Com nomes como Vovó Maria Conga, Vovô Benedito, Pai Joaquim, Vovó Cambinda, entre tantos outros, esses espíritos manifestam sabedoria milenar e representam não só a figura do ancião, mas também a memória coletiva do povo negro no Brasil.

13 de maio: A Luta Continua

Oficialmente, o 13 de maio de 1888 é lembrado como o dia em que a princesa Isabel assinou a Lei Áurea, abolindo a escravidão. No entanto, esse marco legal não trouxe políticas de reparação, inclusão ou suporte à população negra recém-liberta. Sem acesso a terra, educação, moradia ou qualquer forma de inserção digna na sociedade, os negros foram lançados à marginalização, à pobreza e à violência estrutural, herança que ainda se reflete nos dias de hoje.

É por isso que muitos movimentos sociais e lideranças negras não celebram o 13 de maio como um “dia da liberdade”, mas como um lembrete da omissão do Estado e da continuidade do racismo institucional.

No entanto, nos terreiros, o 13 de maio é ressignificado com outro sentido: é o dia da força espiritual dos Pretos Velhos. Um dia de oração, de feitura de café, fumo e pipoca em honra aos que vieram antes. Um dia de silêncio e sabedoria. Um dia de memória ancestral e resistência.

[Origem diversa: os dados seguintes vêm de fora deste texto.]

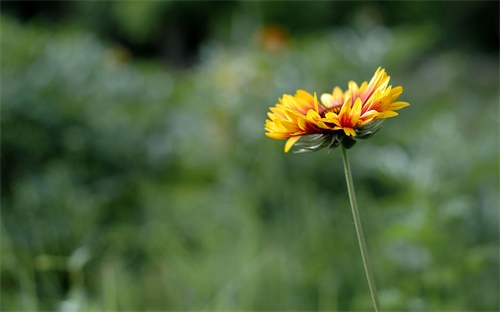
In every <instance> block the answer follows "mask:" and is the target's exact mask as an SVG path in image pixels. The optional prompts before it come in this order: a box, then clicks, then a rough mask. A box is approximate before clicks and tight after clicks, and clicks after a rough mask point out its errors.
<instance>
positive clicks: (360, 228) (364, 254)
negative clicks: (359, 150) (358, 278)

Importância Cultural e Simbólica

Celebrar o Dia dos Pretos Velhos é valorizar o saber popular, as raízes africanas que sustentam boa parte da identidade cultural brasileira e reconhecer os legados espirituais que resistiram ao apagamento.

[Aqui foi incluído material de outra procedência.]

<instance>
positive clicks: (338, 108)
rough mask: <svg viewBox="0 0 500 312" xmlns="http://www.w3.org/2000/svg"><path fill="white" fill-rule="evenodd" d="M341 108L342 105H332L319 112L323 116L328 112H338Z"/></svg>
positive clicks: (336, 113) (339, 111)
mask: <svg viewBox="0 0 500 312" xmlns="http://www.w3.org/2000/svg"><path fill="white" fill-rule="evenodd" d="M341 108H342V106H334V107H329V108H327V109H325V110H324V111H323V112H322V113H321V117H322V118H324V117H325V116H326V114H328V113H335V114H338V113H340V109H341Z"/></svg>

Numa sociedade marcada pela juventude como símbolo de poder e produtividade, os Pretos Velhos ensinam que o tempo é mestre, que o cuidado vem do afeto e que o conhecimento não está apenas nos livros, mas na escuta, na experiência e na conexão com a natureza.

Além disso, essas entidades representam a potência da resistência negra no Brasil. São símbolos de resiliência, de fé e de transformação. Nos terreiros, ensinam que a dor pode virar reza, que o sofrimento pode virar sabedoria e que a opressão pode ser transmutada em cura.

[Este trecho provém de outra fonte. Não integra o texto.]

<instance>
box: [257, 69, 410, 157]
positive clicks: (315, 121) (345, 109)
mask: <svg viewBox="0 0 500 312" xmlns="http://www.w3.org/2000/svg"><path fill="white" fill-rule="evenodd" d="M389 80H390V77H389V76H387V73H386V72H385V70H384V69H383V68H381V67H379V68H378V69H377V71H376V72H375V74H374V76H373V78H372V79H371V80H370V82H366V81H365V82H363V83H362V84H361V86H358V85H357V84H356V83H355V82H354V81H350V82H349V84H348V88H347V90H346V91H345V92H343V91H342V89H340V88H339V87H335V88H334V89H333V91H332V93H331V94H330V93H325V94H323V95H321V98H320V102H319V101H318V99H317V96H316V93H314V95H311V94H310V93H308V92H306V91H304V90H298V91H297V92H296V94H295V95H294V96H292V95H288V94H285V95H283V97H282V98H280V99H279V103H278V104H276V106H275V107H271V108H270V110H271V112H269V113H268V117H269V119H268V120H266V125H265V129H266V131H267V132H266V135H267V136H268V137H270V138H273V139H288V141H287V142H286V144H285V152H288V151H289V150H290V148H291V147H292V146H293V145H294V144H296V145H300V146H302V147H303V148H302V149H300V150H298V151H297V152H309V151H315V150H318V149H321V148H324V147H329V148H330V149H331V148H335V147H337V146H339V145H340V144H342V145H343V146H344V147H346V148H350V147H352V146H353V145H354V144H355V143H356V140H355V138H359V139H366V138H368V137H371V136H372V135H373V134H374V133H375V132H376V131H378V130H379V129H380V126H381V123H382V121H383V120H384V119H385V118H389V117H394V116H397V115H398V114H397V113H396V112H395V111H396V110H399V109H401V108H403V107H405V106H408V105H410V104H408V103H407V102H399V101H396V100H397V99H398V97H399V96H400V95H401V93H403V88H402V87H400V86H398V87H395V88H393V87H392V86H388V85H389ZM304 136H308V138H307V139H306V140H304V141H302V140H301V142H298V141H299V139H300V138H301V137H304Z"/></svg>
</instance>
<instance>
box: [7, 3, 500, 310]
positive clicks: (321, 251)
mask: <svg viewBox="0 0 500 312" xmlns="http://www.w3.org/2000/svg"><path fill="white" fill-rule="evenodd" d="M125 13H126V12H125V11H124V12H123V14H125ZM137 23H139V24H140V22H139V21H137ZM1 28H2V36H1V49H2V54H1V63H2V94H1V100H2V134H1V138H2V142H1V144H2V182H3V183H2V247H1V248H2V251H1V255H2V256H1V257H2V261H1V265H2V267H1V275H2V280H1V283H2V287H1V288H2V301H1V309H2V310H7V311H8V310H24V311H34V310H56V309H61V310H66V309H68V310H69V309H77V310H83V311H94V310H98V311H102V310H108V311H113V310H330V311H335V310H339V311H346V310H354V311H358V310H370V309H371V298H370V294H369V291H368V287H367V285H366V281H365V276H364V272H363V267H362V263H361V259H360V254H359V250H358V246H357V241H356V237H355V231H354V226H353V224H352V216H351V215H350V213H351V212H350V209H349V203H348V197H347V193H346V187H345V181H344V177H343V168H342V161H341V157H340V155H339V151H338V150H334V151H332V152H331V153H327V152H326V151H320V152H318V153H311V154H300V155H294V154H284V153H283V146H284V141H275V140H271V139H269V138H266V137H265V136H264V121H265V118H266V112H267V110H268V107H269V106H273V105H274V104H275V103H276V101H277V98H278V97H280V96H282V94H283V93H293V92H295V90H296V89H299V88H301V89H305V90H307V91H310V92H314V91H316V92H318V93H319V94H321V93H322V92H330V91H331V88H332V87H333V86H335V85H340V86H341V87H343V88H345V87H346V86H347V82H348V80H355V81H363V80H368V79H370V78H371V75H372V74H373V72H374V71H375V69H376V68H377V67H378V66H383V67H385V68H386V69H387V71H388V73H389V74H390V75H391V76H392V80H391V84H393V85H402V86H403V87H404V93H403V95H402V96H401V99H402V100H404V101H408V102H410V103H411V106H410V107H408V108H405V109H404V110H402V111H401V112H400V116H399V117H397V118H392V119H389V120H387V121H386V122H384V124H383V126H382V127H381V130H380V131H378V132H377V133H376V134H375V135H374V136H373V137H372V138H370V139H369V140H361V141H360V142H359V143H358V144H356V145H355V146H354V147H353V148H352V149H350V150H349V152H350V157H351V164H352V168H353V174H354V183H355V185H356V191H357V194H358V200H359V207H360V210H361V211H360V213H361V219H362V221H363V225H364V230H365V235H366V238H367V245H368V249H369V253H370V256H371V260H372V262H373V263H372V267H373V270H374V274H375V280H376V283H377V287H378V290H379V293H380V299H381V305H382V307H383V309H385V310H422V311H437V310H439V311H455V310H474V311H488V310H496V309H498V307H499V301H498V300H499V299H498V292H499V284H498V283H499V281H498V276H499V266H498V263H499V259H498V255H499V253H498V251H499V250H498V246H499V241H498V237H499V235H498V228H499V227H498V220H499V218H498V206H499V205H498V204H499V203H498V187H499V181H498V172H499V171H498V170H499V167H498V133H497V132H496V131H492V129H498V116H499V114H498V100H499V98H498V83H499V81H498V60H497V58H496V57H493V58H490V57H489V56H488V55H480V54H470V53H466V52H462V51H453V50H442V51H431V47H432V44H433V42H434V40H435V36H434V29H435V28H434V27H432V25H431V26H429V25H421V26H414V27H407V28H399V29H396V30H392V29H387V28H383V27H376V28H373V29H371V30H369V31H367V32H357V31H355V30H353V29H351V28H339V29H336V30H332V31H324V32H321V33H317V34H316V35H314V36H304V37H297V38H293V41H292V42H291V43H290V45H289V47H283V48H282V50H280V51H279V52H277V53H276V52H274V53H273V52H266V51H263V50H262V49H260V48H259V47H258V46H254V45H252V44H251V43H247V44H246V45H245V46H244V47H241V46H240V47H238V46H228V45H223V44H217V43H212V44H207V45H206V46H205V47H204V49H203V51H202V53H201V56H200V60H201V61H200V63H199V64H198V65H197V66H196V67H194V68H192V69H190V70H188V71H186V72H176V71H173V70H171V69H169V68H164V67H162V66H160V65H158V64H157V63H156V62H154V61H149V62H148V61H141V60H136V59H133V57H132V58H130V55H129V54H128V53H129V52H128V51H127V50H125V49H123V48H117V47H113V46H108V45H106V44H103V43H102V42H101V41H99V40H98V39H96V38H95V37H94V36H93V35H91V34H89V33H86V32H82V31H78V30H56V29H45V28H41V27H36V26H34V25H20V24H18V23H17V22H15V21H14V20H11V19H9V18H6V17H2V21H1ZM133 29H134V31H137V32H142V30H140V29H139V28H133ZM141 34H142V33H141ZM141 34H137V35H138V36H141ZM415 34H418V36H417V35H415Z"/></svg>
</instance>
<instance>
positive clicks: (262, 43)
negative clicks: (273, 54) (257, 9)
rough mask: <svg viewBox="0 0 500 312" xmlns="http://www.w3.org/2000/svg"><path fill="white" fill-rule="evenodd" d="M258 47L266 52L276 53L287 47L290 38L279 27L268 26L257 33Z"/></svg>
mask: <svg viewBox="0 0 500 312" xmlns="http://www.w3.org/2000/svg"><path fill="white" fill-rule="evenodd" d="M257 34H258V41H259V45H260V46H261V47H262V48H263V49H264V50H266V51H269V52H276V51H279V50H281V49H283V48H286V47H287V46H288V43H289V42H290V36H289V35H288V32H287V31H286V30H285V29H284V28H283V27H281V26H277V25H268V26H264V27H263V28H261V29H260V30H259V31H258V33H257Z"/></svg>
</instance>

Como é celebrada essa data nos terreiros?

Em muitas casas de Umbanda, o 13 de maio é dia de gira dos Pretos Velhos. Os médiuns vestem branco, usam lenços na cabeça, saias ou calças largas e caminham descalços para representar a simplicidade. É servido café, bolo de fubá, angu, rapadura, pipoca e fumo. As giras são mais calmas, com pontos cantados cheios de emoção e saudade. Há benzimentos, passes, defumações e conselhos.

É comum ouvir frases como “ô meu filho, calma que tudo se ajeita” ou “a dor também ensina”, ditas por essas entidades com profundo carinho. O terreiro vira casa de vó: cheio de cheiros, acolhimento e fé.

Pretos Velhos na sociedade: Legado e Resistência

Os Pretos Velhos são mais do que símbolos religiosos: são expressões culturais e políticas. São o grito silencioso de um povo que sofreu, mas não foi vencido. Representam a sabedoria que sobreviveu à tentativa de apagamento, à violência, ao preconceito, e que segue viva na fé de milhões de brasileiros.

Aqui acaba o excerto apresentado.